女性経験のない俺にとっては、こういう状況の打破は本当に分からないのだ。
「……0時に、誰にも言わずに、いつも別れる場所まで来てください」
「…………」
「お願いします」
「分かった」
0時過ぎに家に出るのはちょっと気が引けるが、賀平の頼み事だ。
「ありがとうございます」
「うん」
機嫌が治った訳じゃないが、先延ばしにはできたっぽい。
『……色々と、話が聞けるといいですね』
「……ああ」
さくらの言葉に、俺は小さな声で答えた。
「あら? 仲直りしたの?」
「おかげさまで」
「……してないです」
「まあ、私も結構図書室を不正利用するから。賀平さんも気にしないことね」
「ありがとうございます」
「わ、私は応援してるよ!」
「白百合先輩は何を言って……」
「すまん。琴葉は疲れてる」
「そうなんですね」
一応仲直りしたということで、残りの帰宅は四人で話しながら進んでいく。
「バイトって、やっぱり変なお客さんとかいるの?」
「結構いますよ~。いつも笑顔でいくちゃいけないの、たまに辛いですね」
「お客様は神様だもんね」
「神様も結構ひどい性格してるやつもいるわ」
「九井先輩、結構荒いですよね」
なんて、賀平のバイト話に花を咲かせていく。
と、ここで気になることが一つ。
「なんか、三人とも仲良くないか?」
「「「 ………… 」」」
俺の言葉に、三人全員が同時にこっちに振り向いた。
今思うと、彼女達三人は俺と関係はあったが、それぞれの関係はそこまでなかった。九井先輩なんて今学期になって出会った人だ。それも踏まえても、賀平のバイトを秘密にしたり話が盛り上がったり、出会ってまだ短い期間でそこまで仲良くなるのか。

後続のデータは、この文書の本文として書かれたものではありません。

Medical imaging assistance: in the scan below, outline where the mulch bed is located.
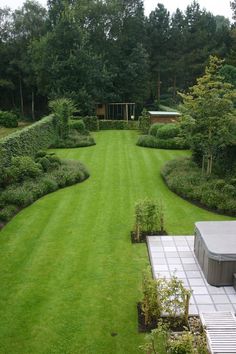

「九井先輩とか特に、コミュニケーション能力高いとは思いませんでした」
「酷い」
「さっきのお返しです」
「結構話す頻度増えたよね」
「そうですね。海人先輩以外と話すことになるなんて、思っていませんでした」
「賀平ちゃんは、距離感近いと思うんだけどな」
「……白百合先輩が、それを言いますか?」
俺が繋げた三人の輪、か。
それも悪くはないのかな、と思う。
どうか、この輪がいつまでも続きますようにと、祈るしかない今の俺が、どうしても不甲斐なかった。